Por Soraya Belusi
Na revista em que registra os processos criativos vivenciados com Eid Ribeiro, o Grupo Trama ressalta que, em “John e Joe”, lhes interessava particularmente o obstáculo que a palavra falada lançava. Desafio elevado à potência do jogo textual na obra, até então, inédita no Brasil , de Ágota Kristof, que marcou o terceiro espetáculo da parceria entre o coletivo e o diretor mineiros.
O ator Epaminondas Reis (Foto de Paulo Teotônio) |
Composta quase que matematicamente, a dramaturgia de “John e Joe” encontra ecos evidentes da linhagem de autores do teatro do absurdo, que reconhecidamente colocavam em crise, na forma e no conteúdo, as percepções de linguagem. Em um momento histórico em que a humanidade repensava radicalmente suas fundamentações, crenças e valores, a inadequação da linguagem deixa de se tornar apenas tema para ganhar dimensões também estruturais dos textos dramatúrgicos.
Não é de se espantar, portanto, não apenas que estes dois vagabundos que levam a vida a pisar em cacos, curtidos pelo álcool e pelo peso do tempo na mesa de um bar, tragam a herança de Vladmir e Estragon, que agora já sabem o que fazer enquanto esperam: tomar dois goles de conhaque. Assim como no “Esperando Godot”, de Samuel Beckett, autor pelo qual Eid notadamente nutre grande admiração e com o qual Ágota Kristof dialoga diretamente nesta obra, o texto é composto por frases curtas, sequências de perguntas e respostas, repetições com pequenas variáveis, criando um jogo permanente com a noção de tempo e de espaço.
O ator Chico Aníbal (foto de Paulo Teotônio) |
A exuberância do trabalho físico e cômico que marca a trajetória do Trama abre espaço para a contenção. Eid, sabiamente, opta por trazer à cena o humor que reside no próprio absurdo da situação, no jogo de palavras, na contenção dos movimentos e na precisão de seus silêncios. A herança do circo tradicional, tão cara à linguagem do diretor, aqui volta a aparecer, mas não como elemento lúdico e, sim, como característica da relação e da característica dos personagens, que não se permitem serem lidos pelo psicologismo e, sim, pela relação entre eles.
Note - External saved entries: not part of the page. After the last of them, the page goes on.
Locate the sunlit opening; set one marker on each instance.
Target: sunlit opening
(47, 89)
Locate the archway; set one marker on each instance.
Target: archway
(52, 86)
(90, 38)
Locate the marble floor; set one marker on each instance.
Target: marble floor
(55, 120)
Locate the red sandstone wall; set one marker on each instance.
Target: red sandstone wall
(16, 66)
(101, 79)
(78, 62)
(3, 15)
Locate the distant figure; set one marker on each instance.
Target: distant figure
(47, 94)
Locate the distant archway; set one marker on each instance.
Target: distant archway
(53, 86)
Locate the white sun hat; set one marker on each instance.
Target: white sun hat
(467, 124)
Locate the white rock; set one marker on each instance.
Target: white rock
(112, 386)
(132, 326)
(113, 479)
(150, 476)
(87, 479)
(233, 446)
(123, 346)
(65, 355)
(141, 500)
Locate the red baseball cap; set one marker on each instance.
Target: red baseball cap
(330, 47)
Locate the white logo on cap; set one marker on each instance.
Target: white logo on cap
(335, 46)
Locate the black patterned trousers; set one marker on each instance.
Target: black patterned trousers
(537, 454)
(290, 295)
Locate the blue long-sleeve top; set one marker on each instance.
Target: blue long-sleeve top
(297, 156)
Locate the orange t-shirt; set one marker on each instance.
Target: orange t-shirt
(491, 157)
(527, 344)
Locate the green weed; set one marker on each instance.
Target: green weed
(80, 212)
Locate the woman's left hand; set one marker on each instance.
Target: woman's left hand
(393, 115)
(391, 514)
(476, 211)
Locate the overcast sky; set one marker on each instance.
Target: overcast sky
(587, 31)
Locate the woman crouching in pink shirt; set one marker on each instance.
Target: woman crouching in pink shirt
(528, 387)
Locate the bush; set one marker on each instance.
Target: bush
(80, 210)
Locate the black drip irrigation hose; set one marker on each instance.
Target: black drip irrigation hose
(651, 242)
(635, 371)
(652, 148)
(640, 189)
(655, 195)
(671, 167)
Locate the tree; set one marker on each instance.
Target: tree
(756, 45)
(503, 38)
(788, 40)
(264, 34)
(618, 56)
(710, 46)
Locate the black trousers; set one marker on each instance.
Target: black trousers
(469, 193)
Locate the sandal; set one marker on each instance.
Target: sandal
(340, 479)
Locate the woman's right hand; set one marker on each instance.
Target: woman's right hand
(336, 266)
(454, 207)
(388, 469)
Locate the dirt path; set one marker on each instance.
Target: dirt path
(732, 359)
A concepção do espaço nos remete a um bar de qualquer época, em qualquer lugar, entregue ao abandono, assim como os personagens que o habitam. O único sopro de vida parece vir de uma antiga jukebox. O garçom, que parece ser mero espectador da imobilidade e da resignação de seus clientes, funciona habilmente como uma comentador da cena, estabelecendo uma relação direta (e discreta) com os espectadores, como se os lembrasse o tempo inteiro de que eles também estão ali.